Consider $X_1, X_2,\dots $ i.i.d. random variables that are geometrically distributed with parameter $\frac 1 2$. With the moment generating function of $X_1$ (from Wikipedia) one gets $$ \Lambda(t) = \log E[e^{tX_1}] = \log \frac{pe^t}{1-(1-p)e^t}=-\log(2) + t-\log\left(1-\frac 1 2 e^t\right). $$ I'd like to know what the rate function $I(\cdot)$ is though. In my textbook, I have this formula $$ I(x)=\Lambda^*(x) = \sup_{t\in\mathbb R}\left\{ tx - \Lambda(t) \right\} = \sup_{t\in\mathbb R}\left\{ tx +\log(2) - t+\log\left(1-\frac 1 2 e^t\right) \right\}. $$ The solution is supposed to be (but have not found a way to get there): $$ I(x)=x\log x-(1+x) \log\left( \frac{1+x}{2} \right). $$ If you could provide one or two hints, I'd be really glad!

Answer 1

Let me give you few steps

1. Show that $\Lambda(t)$ is convex and therefore $tx-\Lambda(t)$ is concave.
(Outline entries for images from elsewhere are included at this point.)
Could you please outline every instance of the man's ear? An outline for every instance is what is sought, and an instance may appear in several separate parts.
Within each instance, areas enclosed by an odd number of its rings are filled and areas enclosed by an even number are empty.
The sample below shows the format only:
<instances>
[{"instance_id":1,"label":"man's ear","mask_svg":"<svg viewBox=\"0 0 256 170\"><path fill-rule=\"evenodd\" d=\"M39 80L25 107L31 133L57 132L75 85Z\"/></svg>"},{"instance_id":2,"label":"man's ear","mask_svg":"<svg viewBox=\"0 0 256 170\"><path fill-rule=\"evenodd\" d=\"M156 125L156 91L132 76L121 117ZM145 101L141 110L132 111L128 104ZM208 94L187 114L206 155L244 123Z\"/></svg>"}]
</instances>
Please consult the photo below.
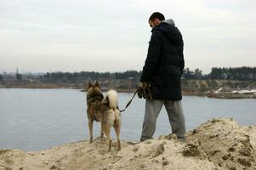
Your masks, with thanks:
<instances>
[{"instance_id":1,"label":"man's ear","mask_svg":"<svg viewBox=\"0 0 256 170\"><path fill-rule=\"evenodd\" d=\"M96 80L96 82L94 84L95 86L98 86L100 88L100 85L99 85L99 82L98 82L98 80Z\"/></svg>"},{"instance_id":2,"label":"man's ear","mask_svg":"<svg viewBox=\"0 0 256 170\"><path fill-rule=\"evenodd\" d=\"M90 82L88 82L88 88L91 88L92 86L93 86L93 84Z\"/></svg>"}]
</instances>

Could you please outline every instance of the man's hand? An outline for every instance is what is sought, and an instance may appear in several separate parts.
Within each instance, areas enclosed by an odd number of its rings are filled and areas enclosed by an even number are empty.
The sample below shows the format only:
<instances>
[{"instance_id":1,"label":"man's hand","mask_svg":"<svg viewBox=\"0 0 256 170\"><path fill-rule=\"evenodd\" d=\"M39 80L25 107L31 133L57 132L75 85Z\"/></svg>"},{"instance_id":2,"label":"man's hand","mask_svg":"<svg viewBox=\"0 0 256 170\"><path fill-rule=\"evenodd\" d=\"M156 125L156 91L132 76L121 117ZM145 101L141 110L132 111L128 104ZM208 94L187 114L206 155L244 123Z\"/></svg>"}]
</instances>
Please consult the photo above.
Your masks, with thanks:
<instances>
[{"instance_id":1,"label":"man's hand","mask_svg":"<svg viewBox=\"0 0 256 170\"><path fill-rule=\"evenodd\" d=\"M139 82L139 88L145 88L145 86L146 86L146 83L145 83L145 82Z\"/></svg>"}]
</instances>

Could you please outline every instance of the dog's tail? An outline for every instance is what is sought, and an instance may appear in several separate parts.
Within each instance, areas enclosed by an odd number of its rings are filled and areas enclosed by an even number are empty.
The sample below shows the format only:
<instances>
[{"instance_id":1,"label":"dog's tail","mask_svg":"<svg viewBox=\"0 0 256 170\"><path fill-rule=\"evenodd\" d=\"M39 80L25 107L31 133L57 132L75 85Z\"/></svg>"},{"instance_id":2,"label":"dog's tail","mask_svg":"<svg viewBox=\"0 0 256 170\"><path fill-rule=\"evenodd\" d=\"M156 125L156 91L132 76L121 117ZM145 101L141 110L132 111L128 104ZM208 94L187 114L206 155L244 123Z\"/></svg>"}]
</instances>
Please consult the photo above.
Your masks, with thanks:
<instances>
[{"instance_id":1,"label":"dog's tail","mask_svg":"<svg viewBox=\"0 0 256 170\"><path fill-rule=\"evenodd\" d=\"M117 93L116 90L109 90L107 92L107 97L110 101L110 107L113 110L117 109Z\"/></svg>"}]
</instances>

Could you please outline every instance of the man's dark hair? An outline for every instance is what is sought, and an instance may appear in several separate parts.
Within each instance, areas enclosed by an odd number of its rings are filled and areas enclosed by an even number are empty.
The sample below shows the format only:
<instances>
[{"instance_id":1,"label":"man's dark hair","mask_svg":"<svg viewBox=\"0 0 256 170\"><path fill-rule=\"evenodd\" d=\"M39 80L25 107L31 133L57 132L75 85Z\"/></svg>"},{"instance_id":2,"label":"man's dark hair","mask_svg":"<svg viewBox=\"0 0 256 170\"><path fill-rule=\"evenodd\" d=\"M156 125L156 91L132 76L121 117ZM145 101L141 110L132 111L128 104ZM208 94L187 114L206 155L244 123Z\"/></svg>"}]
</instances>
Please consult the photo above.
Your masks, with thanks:
<instances>
[{"instance_id":1,"label":"man's dark hair","mask_svg":"<svg viewBox=\"0 0 256 170\"><path fill-rule=\"evenodd\" d=\"M155 12L151 14L151 16L150 17L149 19L149 21L152 21L154 20L155 19L159 19L160 21L162 20L165 20L165 18L163 16L163 14L162 14L161 13L159 12Z\"/></svg>"}]
</instances>

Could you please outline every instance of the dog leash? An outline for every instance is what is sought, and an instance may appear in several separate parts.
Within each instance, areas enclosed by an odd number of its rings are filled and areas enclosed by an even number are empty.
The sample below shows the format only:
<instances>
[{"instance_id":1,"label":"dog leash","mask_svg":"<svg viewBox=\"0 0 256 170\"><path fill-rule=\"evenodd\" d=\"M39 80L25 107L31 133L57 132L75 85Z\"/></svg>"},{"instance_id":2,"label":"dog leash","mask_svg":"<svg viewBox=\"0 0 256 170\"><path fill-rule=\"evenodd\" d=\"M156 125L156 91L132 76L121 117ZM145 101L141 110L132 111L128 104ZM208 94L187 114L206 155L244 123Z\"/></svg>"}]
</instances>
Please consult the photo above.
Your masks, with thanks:
<instances>
[{"instance_id":1,"label":"dog leash","mask_svg":"<svg viewBox=\"0 0 256 170\"><path fill-rule=\"evenodd\" d=\"M136 94L138 93L139 88L137 88L137 90L135 91L135 93L134 94L134 96L132 97L132 99L127 103L125 108L122 110L120 110L120 112L123 112L132 103L134 98L135 97Z\"/></svg>"}]
</instances>

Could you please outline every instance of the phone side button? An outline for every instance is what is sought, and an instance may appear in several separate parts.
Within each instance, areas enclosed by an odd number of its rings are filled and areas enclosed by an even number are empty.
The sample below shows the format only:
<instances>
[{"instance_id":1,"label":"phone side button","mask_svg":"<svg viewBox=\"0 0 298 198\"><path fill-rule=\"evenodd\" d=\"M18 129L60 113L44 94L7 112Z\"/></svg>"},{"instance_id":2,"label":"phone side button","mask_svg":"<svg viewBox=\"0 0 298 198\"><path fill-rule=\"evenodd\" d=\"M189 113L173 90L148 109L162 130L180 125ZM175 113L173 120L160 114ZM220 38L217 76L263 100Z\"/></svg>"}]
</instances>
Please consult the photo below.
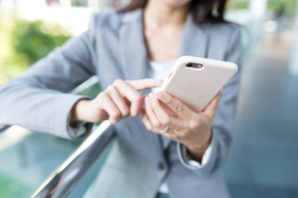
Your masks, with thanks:
<instances>
[{"instance_id":1,"label":"phone side button","mask_svg":"<svg viewBox=\"0 0 298 198\"><path fill-rule=\"evenodd\" d=\"M171 71L171 72L170 72L170 73L169 74L169 75L168 75L168 79L170 79L170 77L171 77L171 75L172 75L172 72Z\"/></svg>"}]
</instances>

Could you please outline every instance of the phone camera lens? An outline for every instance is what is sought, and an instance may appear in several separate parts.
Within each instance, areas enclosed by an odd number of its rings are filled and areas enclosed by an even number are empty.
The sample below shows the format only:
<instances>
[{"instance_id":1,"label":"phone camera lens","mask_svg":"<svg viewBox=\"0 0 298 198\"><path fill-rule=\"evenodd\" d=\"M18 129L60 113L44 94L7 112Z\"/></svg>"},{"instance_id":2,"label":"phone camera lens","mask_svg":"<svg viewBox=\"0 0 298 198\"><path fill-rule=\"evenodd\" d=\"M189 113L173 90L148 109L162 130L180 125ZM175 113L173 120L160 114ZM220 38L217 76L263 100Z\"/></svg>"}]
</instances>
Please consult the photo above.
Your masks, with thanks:
<instances>
[{"instance_id":1,"label":"phone camera lens","mask_svg":"<svg viewBox=\"0 0 298 198\"><path fill-rule=\"evenodd\" d=\"M187 64L186 65L186 66L188 67L192 67L193 65L193 64L192 63L190 62L189 63L187 63Z\"/></svg>"}]
</instances>

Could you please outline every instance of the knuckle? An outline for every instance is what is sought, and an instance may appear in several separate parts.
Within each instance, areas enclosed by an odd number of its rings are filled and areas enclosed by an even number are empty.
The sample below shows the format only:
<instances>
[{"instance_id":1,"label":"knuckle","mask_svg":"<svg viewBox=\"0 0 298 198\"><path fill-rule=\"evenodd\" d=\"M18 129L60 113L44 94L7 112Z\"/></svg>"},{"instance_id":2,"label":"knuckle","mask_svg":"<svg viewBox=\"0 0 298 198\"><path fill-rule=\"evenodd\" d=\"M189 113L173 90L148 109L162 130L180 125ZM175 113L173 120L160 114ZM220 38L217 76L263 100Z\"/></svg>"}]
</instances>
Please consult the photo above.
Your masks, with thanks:
<instances>
[{"instance_id":1,"label":"knuckle","mask_svg":"<svg viewBox=\"0 0 298 198\"><path fill-rule=\"evenodd\" d=\"M153 130L153 126L151 125L147 125L147 126L146 126L146 129L147 129L148 131L152 131Z\"/></svg>"},{"instance_id":2,"label":"knuckle","mask_svg":"<svg viewBox=\"0 0 298 198\"><path fill-rule=\"evenodd\" d=\"M101 96L102 98L108 98L109 95L107 92L103 92L98 95L98 96Z\"/></svg>"},{"instance_id":3,"label":"knuckle","mask_svg":"<svg viewBox=\"0 0 298 198\"><path fill-rule=\"evenodd\" d=\"M122 79L116 79L115 80L115 81L114 81L114 83L113 83L113 85L120 85L121 83L123 83L123 80Z\"/></svg>"},{"instance_id":4,"label":"knuckle","mask_svg":"<svg viewBox=\"0 0 298 198\"><path fill-rule=\"evenodd\" d=\"M170 104L173 102L173 97L167 96L164 99L164 102L167 104Z\"/></svg>"},{"instance_id":5,"label":"knuckle","mask_svg":"<svg viewBox=\"0 0 298 198\"><path fill-rule=\"evenodd\" d=\"M109 85L107 88L107 90L108 91L115 91L115 87L113 85Z\"/></svg>"},{"instance_id":6,"label":"knuckle","mask_svg":"<svg viewBox=\"0 0 298 198\"><path fill-rule=\"evenodd\" d=\"M136 96L136 97L134 99L134 101L135 101L136 102L140 102L142 101L143 100L143 96L142 96L141 94L138 94Z\"/></svg>"},{"instance_id":7,"label":"knuckle","mask_svg":"<svg viewBox=\"0 0 298 198\"><path fill-rule=\"evenodd\" d=\"M111 117L113 118L118 118L120 117L121 115L121 113L119 111L115 111L111 115Z\"/></svg>"},{"instance_id":8,"label":"knuckle","mask_svg":"<svg viewBox=\"0 0 298 198\"><path fill-rule=\"evenodd\" d=\"M174 110L175 112L178 112L182 110L183 109L183 106L182 104L179 103L175 103L174 104Z\"/></svg>"},{"instance_id":9,"label":"knuckle","mask_svg":"<svg viewBox=\"0 0 298 198\"><path fill-rule=\"evenodd\" d=\"M170 123L170 118L169 116L165 116L162 120L162 124L164 125L168 125Z\"/></svg>"},{"instance_id":10,"label":"knuckle","mask_svg":"<svg viewBox=\"0 0 298 198\"><path fill-rule=\"evenodd\" d=\"M159 122L155 122L153 124L153 125L154 127L157 128L157 129L160 129L162 128L161 124Z\"/></svg>"},{"instance_id":11,"label":"knuckle","mask_svg":"<svg viewBox=\"0 0 298 198\"><path fill-rule=\"evenodd\" d=\"M131 114L132 116L135 117L135 116L137 116L138 115L139 115L140 113L140 111L135 110L135 111L132 111L131 112Z\"/></svg>"}]
</instances>

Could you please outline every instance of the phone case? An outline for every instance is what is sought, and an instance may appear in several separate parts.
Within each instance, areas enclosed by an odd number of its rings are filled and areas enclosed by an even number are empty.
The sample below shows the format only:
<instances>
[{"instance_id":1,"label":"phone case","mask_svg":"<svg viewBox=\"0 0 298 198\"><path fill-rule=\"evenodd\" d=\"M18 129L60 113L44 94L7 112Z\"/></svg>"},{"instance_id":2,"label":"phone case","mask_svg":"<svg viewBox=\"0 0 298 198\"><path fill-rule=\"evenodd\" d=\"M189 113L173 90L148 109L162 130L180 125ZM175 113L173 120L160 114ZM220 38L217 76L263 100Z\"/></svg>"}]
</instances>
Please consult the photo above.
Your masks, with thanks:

Thus there will be just one maximum of $tx-\Lambda(t)$.

2. Now differentiate $tx-\Lambda(t)$ with respect to $t$ and express $e^t$ in terms of $x$.

Response to the comment: your calculation is correct but the confusion occurred because of the definition of geometric distribution that you have used. Use the distribution that has support $\{0,1,2,\ldots\}$ and probability mass function $p_k$, where $$ p_k = \frac{1}{2^{k+1}} \,\text{ for }\,k=0,1,\ldots. $$
Let me know if you can complete it from here.